The industrial case studies differ in size and age: Industrial 1 is a >1 MLOC system with a ten‑year history, yielding 33,974 TDIs from 9,331 commits; Industrial 2 is a 60 KLOC system with a four‑year history, yielding 1,398 TDIs from 8,414 commits. The open‑source sample includes 31 Java projects hosted on GitHub, for which SonarQube data were collected via its public API.

Key findings are: (1) Bugs have the shortest median survival—about 2–3 months—indicating that developers prioritize fixing functional errors that can break the system. (2) Code smells survive longer, with a median of 7–9 months, while vulnerabilities persist even longer (8–12 months). (3) A stark contrast emerges between environments: in open‑source projects, more than 80 % of TDIs survive beyond one year, and many vulnerabilities remain for over 1.5 years; in the industrial systems, over 60 % of TDIs are resolved within six months. (4) TDIs that survive an initial “threshold” period (e.g., six months) are significantly more likely to persist indefinitely, confirming earlier observations that long‑lived debt tends to become entrenched.

The authors attribute the faster debt repayment in industry to systematic integration of SonarQube into CI/CD pipelines, explicit debt‑management policies, and organizational incentives that treat TDIs as quantitative quality metrics. In contrast, open‑source contributors act voluntarily; security issues and severe bugs receive attention, but less severe smells and vulnerabilities often lack a coordinated remediation effort.

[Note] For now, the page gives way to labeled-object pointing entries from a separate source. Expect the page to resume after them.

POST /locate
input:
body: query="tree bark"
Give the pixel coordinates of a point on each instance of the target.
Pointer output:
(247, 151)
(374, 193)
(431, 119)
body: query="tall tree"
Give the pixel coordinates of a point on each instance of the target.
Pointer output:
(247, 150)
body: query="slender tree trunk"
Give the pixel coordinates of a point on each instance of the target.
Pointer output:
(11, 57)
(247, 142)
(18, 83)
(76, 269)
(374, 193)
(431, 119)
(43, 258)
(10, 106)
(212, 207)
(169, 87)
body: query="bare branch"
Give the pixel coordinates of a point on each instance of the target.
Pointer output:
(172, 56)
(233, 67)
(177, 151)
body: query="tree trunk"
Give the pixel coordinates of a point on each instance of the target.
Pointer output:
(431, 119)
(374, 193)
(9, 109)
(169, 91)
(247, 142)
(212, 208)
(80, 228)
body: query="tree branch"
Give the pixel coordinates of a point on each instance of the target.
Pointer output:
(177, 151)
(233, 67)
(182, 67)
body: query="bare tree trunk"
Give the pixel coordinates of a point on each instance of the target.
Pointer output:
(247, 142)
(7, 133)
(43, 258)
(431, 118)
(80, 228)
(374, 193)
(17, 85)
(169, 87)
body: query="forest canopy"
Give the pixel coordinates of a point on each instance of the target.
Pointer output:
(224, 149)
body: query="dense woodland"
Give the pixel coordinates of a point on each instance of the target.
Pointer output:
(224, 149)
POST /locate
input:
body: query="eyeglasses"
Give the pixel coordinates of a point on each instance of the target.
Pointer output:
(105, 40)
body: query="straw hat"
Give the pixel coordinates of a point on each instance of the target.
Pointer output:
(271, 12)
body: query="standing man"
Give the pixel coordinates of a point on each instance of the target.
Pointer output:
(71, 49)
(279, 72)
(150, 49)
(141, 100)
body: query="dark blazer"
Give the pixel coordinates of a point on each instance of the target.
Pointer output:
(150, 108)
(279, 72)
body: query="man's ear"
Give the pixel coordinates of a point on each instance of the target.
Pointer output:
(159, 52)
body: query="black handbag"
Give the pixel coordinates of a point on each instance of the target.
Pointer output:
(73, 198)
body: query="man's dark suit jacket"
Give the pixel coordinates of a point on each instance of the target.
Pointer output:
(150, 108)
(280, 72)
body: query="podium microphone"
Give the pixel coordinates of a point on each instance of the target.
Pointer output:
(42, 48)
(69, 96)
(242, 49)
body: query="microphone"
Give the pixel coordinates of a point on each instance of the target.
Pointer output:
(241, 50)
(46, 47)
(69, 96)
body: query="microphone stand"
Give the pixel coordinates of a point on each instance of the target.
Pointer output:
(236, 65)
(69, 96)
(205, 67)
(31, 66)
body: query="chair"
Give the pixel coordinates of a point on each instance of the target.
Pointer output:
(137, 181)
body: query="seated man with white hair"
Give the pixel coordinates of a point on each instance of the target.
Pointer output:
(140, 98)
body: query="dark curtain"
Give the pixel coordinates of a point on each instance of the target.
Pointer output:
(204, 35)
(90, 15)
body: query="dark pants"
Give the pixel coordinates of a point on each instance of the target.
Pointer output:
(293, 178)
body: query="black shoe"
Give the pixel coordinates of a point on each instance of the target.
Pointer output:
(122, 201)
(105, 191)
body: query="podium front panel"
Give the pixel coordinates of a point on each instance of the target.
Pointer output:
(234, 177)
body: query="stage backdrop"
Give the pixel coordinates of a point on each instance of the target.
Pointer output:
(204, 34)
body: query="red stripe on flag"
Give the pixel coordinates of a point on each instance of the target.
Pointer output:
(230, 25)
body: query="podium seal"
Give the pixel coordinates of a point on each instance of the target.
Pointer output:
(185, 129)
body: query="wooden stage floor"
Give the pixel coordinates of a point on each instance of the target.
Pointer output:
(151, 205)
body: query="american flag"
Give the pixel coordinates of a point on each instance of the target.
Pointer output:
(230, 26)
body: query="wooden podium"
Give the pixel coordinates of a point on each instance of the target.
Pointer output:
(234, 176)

The paper also discusses the influence of SonarQube rule configuration: overly strict rule sets can generate false positives, inflating the apparent debt and potentially discouraging timely fixes.

Compared with prior work—most notably Tufano et al. (2019) on code‑smell introduction and Digkas et al. (2020) on debt repayment—the current study expands the scope to include bugs and vulnerabilities and conducts the analysis at the commit level rather than weekly snapshots, providing finer granularity.

Implications for practice include: (a) industrial teams should continue leveraging automated static analysis and treat TDI metrics as part of sprint planning to keep debt short‑lived; (b) open‑source projects could benefit from adopting similar automated pipelines and establishing clear guidelines for handling non‑critical smells and security findings; (c) researchers should further explore the relationship between TDI severity, developer perception, and actual remediation effort.

Threats to validity are acknowledged: reliance on SonarQube’s detection accuracy, potential incompleteness of commit metadata, and the limited number of industrial cases restrict external generalisation. Future work is proposed to incorporate additional analysis tools, broaden the industrial sample, and model causal links between debt repayment and downstream product quality metrics.

In summary, the study demonstrates that the survivability of code TDIs varies markedly by type and development context. Bugs are quickly eliminated, whereas code smells and especially vulnerabilities can linger for extended periods, especially in open‑source ecosystems. Systematic debt‑management practices in industry effectively reduce TDI lifetimes, suggesting that similar disciplined approaches could improve maintainability and security in broader software development settings.